De klokken uit de kapel van Leenderstrijp

Heemkronijk jaar:2005, jaargang:44, nummer:3, pag:45 -48

DE KLOKKEN UIT DE KAPEL VAN LEENDERSTRIJP: EEN MYTHE ARMER 

door: Max Farjon 

Over de klokken uit de voormalige kapel van Leenderstrijp doen diverse verhalen uit de overlevering de ronde. Naast deze verhalen zijn ook veel feiten over de geschiedenis van de klokken goed beschreven. De geschiedenis van de klokjes, beschreven door Hagen2, laat zich lezen als een spannend boek. Het uiteindelijke lot van de klokjes is echter tot op de dag van vandaag nog steeds een raadsel. Recentelijk dook opnieuw een verhaal op uit de overlevering. In dit artikel wordt een beschrijving gegeven over de afloop van dat verhaal. 

Feiten

Op de plek waar nu de Sint Janskapel van Leenderstrijp staat bevond zich vroeger een grotere kapel. Al in 1440 wordt hiervan melding gemaakt. In het klokkentorentje van deze kapel hingen twee klokken. Ten tijde van het verbod op de uitoefening van het roomskatholieke geloof (vanaf 1648) is de Strijpse kapel in verval geraakt. Om de klokjes veilig te stellen hebben de Strijpenaren de twee klokjes opgeslagen in een boerderij aan het Kaatsveld (vroeger Kaetsveld).   In 1815 wilde de toenmalige burgemeester J.B. Clephas beslag leggen op beide klokjes, die op dat moment nog steeds opgeslagen waren in de boerderij aan het Kaatsveld, destijds  bewoond door Frans van Dijk.  De Strijpenaren beschouwden de klokjes echter als hun eigendom en lieten zich deze niet zomaar ontnemen. Nadat de burgemeester officieel toestemming gekregen had van de gouverneur van de provincie om de klokjes in beslag te nemen is hij met enkele                                                  

1 Aan dit artikel werd bijgedragen door Ton van Dijk, Peter Kerkhofs en Hans van der Kruis.

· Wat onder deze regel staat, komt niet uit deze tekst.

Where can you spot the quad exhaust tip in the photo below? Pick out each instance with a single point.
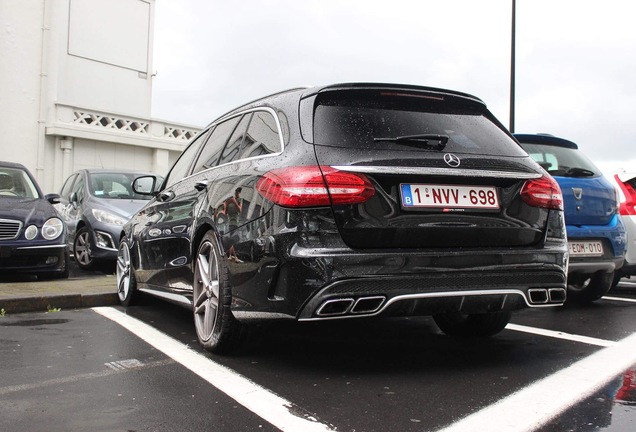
(543, 296)
(350, 306)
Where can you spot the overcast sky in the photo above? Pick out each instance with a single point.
(576, 59)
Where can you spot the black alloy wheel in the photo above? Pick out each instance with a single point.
(82, 249)
(126, 282)
(217, 329)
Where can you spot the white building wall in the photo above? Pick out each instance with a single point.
(20, 68)
(77, 86)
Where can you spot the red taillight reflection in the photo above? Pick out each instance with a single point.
(308, 186)
(543, 192)
(627, 207)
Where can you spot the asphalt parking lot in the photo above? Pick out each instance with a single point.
(108, 368)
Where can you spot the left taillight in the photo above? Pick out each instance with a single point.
(627, 197)
(314, 186)
(543, 192)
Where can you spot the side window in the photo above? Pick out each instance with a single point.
(232, 150)
(182, 165)
(68, 184)
(212, 150)
(78, 188)
(262, 136)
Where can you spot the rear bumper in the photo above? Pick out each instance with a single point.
(33, 259)
(333, 283)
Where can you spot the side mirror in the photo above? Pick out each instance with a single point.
(145, 185)
(52, 198)
(73, 199)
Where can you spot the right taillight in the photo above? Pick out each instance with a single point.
(543, 192)
(627, 197)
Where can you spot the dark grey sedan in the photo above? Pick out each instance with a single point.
(32, 236)
(95, 204)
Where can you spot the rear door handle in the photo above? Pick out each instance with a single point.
(201, 185)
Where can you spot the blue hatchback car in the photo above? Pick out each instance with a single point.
(596, 235)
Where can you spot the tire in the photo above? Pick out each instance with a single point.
(217, 329)
(472, 325)
(82, 249)
(582, 289)
(126, 282)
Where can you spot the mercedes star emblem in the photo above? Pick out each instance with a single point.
(451, 160)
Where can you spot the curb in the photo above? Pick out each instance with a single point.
(64, 301)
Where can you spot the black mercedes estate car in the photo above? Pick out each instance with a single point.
(350, 201)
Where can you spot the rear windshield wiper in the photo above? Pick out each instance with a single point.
(579, 172)
(419, 139)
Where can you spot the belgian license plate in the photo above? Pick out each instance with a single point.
(586, 248)
(449, 196)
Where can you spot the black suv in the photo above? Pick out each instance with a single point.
(350, 201)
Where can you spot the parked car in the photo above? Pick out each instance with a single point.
(596, 234)
(350, 201)
(32, 236)
(95, 204)
(626, 184)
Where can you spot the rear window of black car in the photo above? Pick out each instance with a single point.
(363, 119)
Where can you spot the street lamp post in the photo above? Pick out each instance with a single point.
(512, 68)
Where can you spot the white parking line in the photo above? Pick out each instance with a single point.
(619, 299)
(561, 335)
(536, 405)
(270, 407)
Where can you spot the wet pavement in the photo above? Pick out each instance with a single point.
(73, 370)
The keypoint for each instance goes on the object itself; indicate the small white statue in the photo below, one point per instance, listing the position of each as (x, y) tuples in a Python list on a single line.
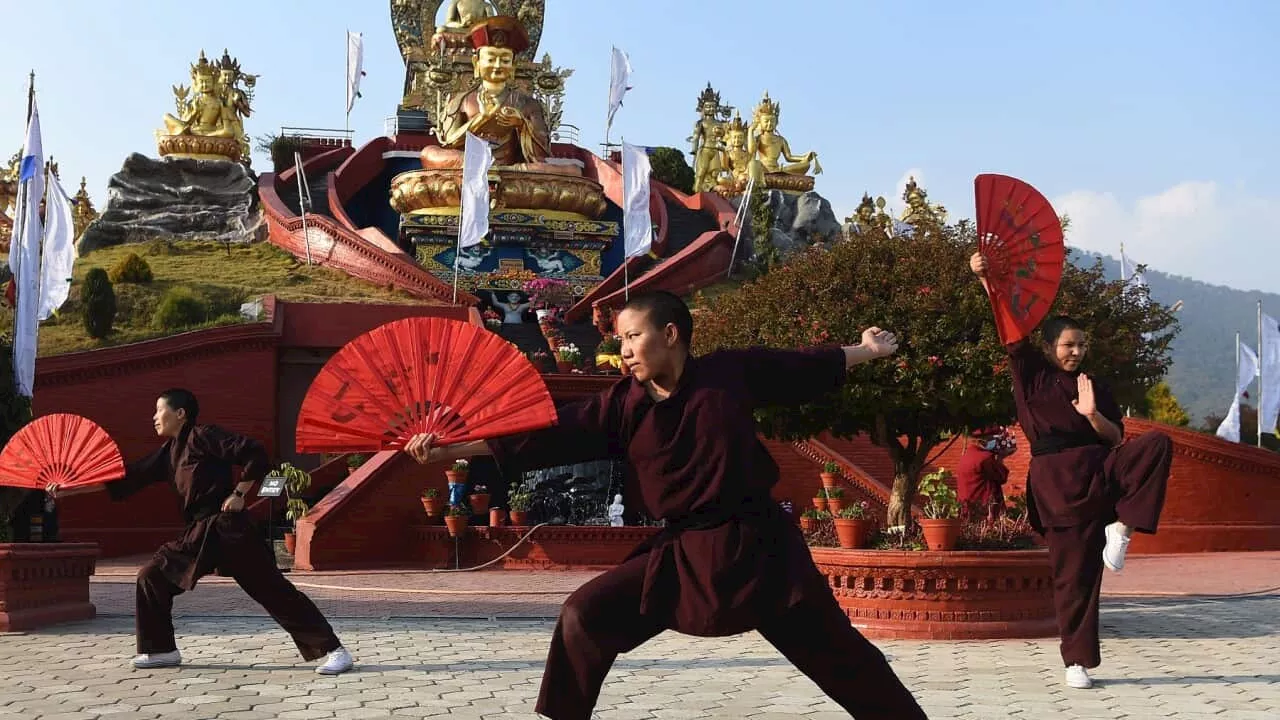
[(616, 511)]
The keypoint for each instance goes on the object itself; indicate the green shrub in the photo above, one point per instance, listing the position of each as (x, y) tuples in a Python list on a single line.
[(131, 269), (181, 308), (97, 299)]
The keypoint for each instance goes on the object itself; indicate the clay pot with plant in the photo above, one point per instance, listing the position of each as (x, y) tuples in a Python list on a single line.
[(296, 482), (457, 518), (853, 525), (941, 523), (830, 474)]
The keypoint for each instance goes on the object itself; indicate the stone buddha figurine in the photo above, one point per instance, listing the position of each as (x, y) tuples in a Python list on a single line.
[(771, 149), (511, 121)]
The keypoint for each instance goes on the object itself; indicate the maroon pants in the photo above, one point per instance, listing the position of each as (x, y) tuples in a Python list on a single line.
[(250, 563), (1138, 473), (602, 619)]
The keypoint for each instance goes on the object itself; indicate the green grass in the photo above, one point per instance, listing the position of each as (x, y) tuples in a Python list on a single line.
[(224, 279)]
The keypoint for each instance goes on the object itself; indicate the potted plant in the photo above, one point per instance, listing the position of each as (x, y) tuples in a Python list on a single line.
[(479, 500), (819, 501), (941, 523), (835, 499), (810, 519), (457, 518), (296, 482), (851, 525), (608, 354), (830, 474), (567, 356), (519, 502), (432, 501), (355, 460)]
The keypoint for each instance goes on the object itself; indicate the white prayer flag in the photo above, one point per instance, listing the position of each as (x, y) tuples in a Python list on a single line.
[(355, 67), (1246, 373), (59, 250), (1270, 379), (476, 160), (24, 256), (636, 223), (620, 82)]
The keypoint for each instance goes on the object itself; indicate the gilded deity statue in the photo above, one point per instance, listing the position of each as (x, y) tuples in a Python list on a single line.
[(771, 149), (707, 140), (210, 124), (510, 119)]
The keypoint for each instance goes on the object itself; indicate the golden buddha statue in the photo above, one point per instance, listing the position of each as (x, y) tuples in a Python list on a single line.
[(773, 153), (735, 160), (511, 121), (707, 140), (209, 126)]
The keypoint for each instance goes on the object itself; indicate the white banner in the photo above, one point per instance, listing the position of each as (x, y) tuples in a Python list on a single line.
[(620, 82), (59, 250), (355, 67), (1270, 382), (636, 223), (476, 160), (24, 256)]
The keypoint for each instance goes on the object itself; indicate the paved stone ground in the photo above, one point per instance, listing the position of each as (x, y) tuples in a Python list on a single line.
[(419, 656)]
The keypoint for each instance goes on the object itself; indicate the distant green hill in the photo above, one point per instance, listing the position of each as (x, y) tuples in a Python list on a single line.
[(1205, 350)]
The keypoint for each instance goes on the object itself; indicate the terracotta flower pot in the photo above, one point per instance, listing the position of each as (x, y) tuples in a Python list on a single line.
[(851, 532), (941, 534), (457, 524)]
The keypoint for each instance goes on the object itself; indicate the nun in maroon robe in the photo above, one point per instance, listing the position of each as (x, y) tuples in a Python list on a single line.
[(728, 559), (1088, 486)]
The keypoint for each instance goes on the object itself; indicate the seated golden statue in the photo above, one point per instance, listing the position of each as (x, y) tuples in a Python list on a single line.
[(773, 153), (511, 121)]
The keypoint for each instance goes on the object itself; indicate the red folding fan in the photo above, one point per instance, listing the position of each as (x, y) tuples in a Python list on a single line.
[(421, 376), (62, 449), (1022, 238)]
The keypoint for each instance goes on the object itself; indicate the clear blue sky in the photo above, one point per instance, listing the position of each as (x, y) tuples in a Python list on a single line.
[(1148, 122)]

Zij waren aanwezig bij de onderzoekingen en zijn verantwoordelijk voor de inhoud van dit artikel 2 J.W. Hagen, 'Een duik in het klokkeven', in Heemkronyk, jrg. 35 (1996), nr. 2, blz. 91-107.    

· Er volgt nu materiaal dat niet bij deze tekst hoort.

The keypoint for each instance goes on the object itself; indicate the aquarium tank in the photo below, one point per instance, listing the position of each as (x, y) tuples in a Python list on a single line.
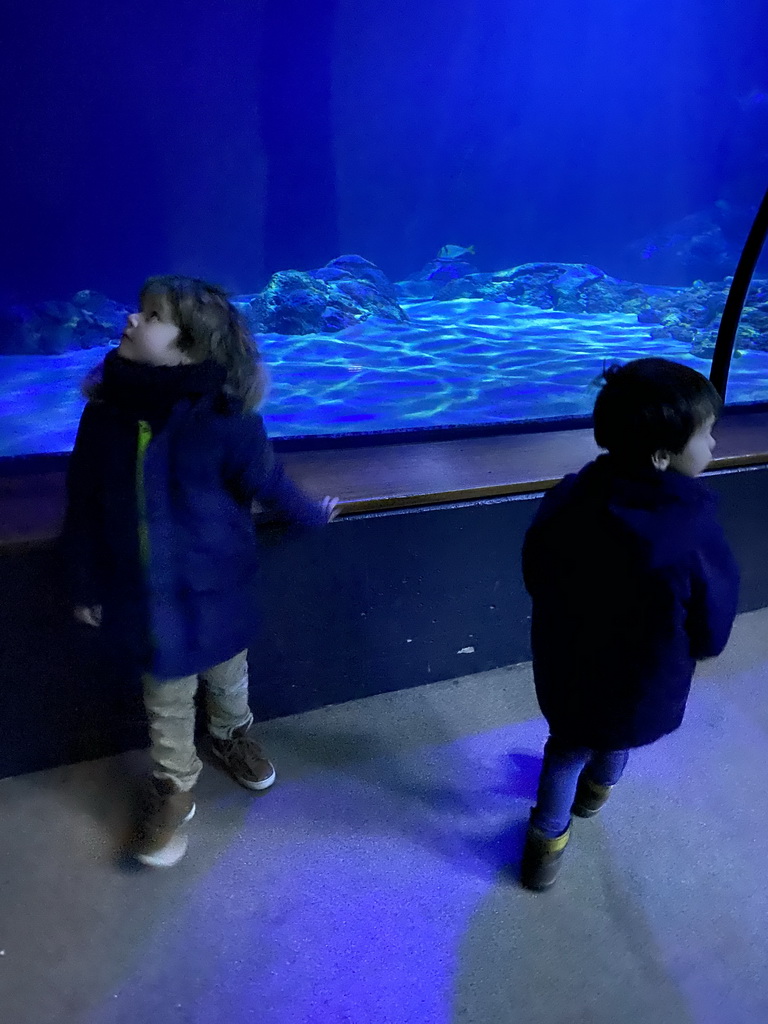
[(432, 214)]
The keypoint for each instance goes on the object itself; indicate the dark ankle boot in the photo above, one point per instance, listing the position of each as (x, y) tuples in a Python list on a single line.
[(590, 797), (541, 858)]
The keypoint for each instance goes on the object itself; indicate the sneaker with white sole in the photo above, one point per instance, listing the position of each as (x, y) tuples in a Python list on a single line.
[(161, 841), (245, 760)]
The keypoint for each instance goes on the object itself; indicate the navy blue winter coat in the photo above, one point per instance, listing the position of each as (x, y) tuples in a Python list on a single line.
[(159, 528), (632, 582)]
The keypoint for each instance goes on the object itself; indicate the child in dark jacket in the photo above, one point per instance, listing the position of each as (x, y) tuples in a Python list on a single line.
[(159, 536), (632, 583)]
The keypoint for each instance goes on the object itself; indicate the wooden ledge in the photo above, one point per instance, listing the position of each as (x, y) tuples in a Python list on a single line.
[(396, 476)]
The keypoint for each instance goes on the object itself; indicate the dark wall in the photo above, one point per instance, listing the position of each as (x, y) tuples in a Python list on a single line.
[(376, 603), (236, 138)]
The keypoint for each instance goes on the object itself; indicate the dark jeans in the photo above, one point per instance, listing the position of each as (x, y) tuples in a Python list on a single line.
[(557, 784)]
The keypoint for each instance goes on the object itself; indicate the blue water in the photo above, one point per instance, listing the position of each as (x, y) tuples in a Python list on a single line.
[(455, 364)]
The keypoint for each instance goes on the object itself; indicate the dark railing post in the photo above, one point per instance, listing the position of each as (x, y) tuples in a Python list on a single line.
[(721, 360)]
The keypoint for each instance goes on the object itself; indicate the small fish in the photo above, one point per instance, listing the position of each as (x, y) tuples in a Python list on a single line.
[(456, 252)]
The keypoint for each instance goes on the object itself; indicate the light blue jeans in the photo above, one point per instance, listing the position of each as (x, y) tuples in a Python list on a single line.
[(557, 783)]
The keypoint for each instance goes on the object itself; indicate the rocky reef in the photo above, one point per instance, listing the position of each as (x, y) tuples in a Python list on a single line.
[(351, 289), (87, 321)]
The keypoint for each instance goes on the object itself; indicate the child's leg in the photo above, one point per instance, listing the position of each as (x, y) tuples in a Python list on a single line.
[(597, 779), (161, 841), (226, 696), (170, 708), (549, 829), (557, 785), (229, 719)]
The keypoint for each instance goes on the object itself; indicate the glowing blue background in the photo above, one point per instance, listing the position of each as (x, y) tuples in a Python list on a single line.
[(231, 140)]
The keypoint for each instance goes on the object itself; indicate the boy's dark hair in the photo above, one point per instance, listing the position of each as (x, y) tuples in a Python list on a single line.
[(650, 404), (211, 328)]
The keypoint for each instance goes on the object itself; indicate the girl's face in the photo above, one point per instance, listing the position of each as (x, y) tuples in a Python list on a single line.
[(696, 455), (152, 337)]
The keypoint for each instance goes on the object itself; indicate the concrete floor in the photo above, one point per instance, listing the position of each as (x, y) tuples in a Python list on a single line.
[(373, 884)]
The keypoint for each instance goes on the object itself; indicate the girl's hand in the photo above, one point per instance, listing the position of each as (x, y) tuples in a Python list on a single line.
[(89, 616), (331, 508)]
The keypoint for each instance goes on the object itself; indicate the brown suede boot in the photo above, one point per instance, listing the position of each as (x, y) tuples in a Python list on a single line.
[(161, 841), (541, 858)]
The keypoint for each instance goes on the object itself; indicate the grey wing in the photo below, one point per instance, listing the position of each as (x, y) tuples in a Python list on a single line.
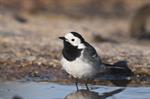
[(91, 54)]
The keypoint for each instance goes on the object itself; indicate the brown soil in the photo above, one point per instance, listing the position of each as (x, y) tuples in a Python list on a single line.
[(31, 49)]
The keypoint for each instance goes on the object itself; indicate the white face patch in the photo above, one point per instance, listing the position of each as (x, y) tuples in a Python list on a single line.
[(75, 41)]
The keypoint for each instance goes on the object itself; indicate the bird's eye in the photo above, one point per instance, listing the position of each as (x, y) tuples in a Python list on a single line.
[(72, 39)]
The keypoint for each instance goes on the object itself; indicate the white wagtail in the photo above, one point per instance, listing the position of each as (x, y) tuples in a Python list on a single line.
[(79, 59)]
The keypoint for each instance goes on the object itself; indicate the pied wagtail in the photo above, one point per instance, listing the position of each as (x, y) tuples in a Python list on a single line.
[(79, 58)]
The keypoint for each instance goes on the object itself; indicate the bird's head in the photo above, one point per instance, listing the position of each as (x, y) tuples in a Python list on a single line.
[(74, 39)]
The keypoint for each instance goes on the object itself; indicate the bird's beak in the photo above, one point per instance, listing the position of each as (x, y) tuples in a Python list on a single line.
[(62, 38)]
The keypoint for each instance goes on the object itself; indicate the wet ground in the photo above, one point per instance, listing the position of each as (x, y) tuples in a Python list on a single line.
[(46, 90), (30, 51)]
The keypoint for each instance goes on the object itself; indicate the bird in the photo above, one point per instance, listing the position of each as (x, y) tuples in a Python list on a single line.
[(79, 58)]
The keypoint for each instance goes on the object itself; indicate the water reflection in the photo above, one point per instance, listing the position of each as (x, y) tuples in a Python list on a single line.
[(85, 94)]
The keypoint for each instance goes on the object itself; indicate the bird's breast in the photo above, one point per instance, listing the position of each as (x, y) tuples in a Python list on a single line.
[(79, 68)]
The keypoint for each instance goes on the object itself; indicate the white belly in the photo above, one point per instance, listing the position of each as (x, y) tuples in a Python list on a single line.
[(79, 68)]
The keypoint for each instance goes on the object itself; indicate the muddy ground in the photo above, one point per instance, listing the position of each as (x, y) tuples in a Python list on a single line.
[(30, 49)]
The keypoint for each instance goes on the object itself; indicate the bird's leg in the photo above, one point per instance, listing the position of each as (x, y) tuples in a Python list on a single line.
[(86, 84), (76, 83)]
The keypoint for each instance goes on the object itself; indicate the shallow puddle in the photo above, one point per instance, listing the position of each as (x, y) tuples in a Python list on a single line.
[(46, 90)]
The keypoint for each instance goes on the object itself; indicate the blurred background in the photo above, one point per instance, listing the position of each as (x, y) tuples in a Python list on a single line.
[(29, 31)]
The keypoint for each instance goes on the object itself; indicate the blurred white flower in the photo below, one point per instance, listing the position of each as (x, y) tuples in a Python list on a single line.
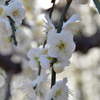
[(61, 46), (5, 28), (59, 91), (2, 2), (15, 11), (72, 24)]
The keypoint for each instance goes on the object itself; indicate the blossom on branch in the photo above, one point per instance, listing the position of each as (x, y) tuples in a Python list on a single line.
[(59, 91)]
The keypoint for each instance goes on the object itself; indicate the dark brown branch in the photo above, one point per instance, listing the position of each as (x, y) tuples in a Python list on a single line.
[(10, 68)]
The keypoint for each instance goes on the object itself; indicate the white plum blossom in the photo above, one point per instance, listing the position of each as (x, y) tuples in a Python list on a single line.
[(72, 24), (33, 56), (5, 28), (59, 91), (82, 1), (49, 25), (27, 89), (40, 84), (15, 11), (45, 61), (61, 46)]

personen, onder wie de veldwachter, naar de boerderij van Van Dijk gegaan om de klokjes  op te halen. Daar aangekomen stond echter heel Strijp in slagorde opgesteld om dit te voorkomen. De klokjes waren met een ijzeren ketting aan het gebint van de boerderij vastgeketend en de burgemeester moest met zijn helpers onverrichter zake terugkeren. Er volgde een juridisch steekspel tussen burgemeester Clephas en Van Dijk over wie de rechtmatige eigenaar van de klokjes was. Er moest een onderzoek van de arrondissementscommisaris aan te pas komen om duidelijkheid te verschaffen. In een tien pagina's tellend verslag concludeerde deze onder meer dat 'de klokjes reeds bij de oudoom van de vijf en zeventigjarige van Dijk gestaan hadden zonder dat men wist te bepalen hoe en wanneer zij er gekomen waren'. De gouverneur van Noord-Brabant besliste uiteindelijk dat de klokjes door de gemeente bewaard moesten worden. Volgens Jean Coenen3 (2) gebeurde dat bewaren echter niet zorgvuldig: in 1829 kwam Clephas erachter dat men de klokken voor oud metaal had verkocht aan de gemeente Reppel (België). Dit zou betekenen dat hiermee duidelijkheid was gekomen over het lot van de klokjes. Echter in de desbetreffende burgemeestersbrief, van 17 maart 1829 geschreven door  burgemeester Wijnants, de opvolger van Clephas, wordt weliswaar melding gemaakt van een verkoop, doch slechts van één van de klokjes. Bovendien had hij de verkoop slechts bij geruchte vernomen4 (4). Deze brief is het laatst bekende archiefstuk over de klokjes. 
                                                

3 Jean Coenen, 'Leende, geschiedenis van een dorp met een ondernemende bevolking', 1997, blz 242. 4 SAREK, LOAA 486, fol. 104v, 17 maart 1829. 
 46

De overlevering

Enkele verhalen uit de overlevering zijn opgetekend in het boek over de geschiedenis van het Gilde St-Jan Baptista5 (3). Volgens een verhaal zouden de klokken in de Franse Tijd in de boerderij aan het Kaatsveld verstopt zijn om ze te beschermen tegen de Fransen die brons nodig hadden om kanonnen te gieten. Voordat de gendarmes kwamen heeft men de klokken op een avond naar de hei gebracht en in een ven gegooid. Dat ven heet nu in de volksmond nog steeds 'het Klokkeven'. Het verhaal gaat dat als je er in de kerstnacht langskomt je ze nog steeds hoort luiden Een ander verhaal vertelt ongeveer hetzelfde. Echter nu is er sprake van slechts één klok die in het ven gegooid is. De andere klok zou ergens onder een lemen vloer begraven zijn en telkens als de boeren op deze vloer aan het dorsen waren hoorden zij de klok nog luiden. Nol van Dijk -1905-1988, 37 jaren lang een van de Hoofdmannen van Sint Jansgilde- wist te vertellen dat een jachtopziener in opdracht van de baron van Heeze het hele Klokkeven had afgepeild, dikwijls tot over zijn middel in het water staande, om iets te vinden. Hij vond niets. De verhalen uit de overlevering kloppen met elkaar en met de archieven alleen voor zover het de bergplaats van de klokken betreft, namelijk de boerderij aan het Kaatsveld: Zaalstraat nr. 6.     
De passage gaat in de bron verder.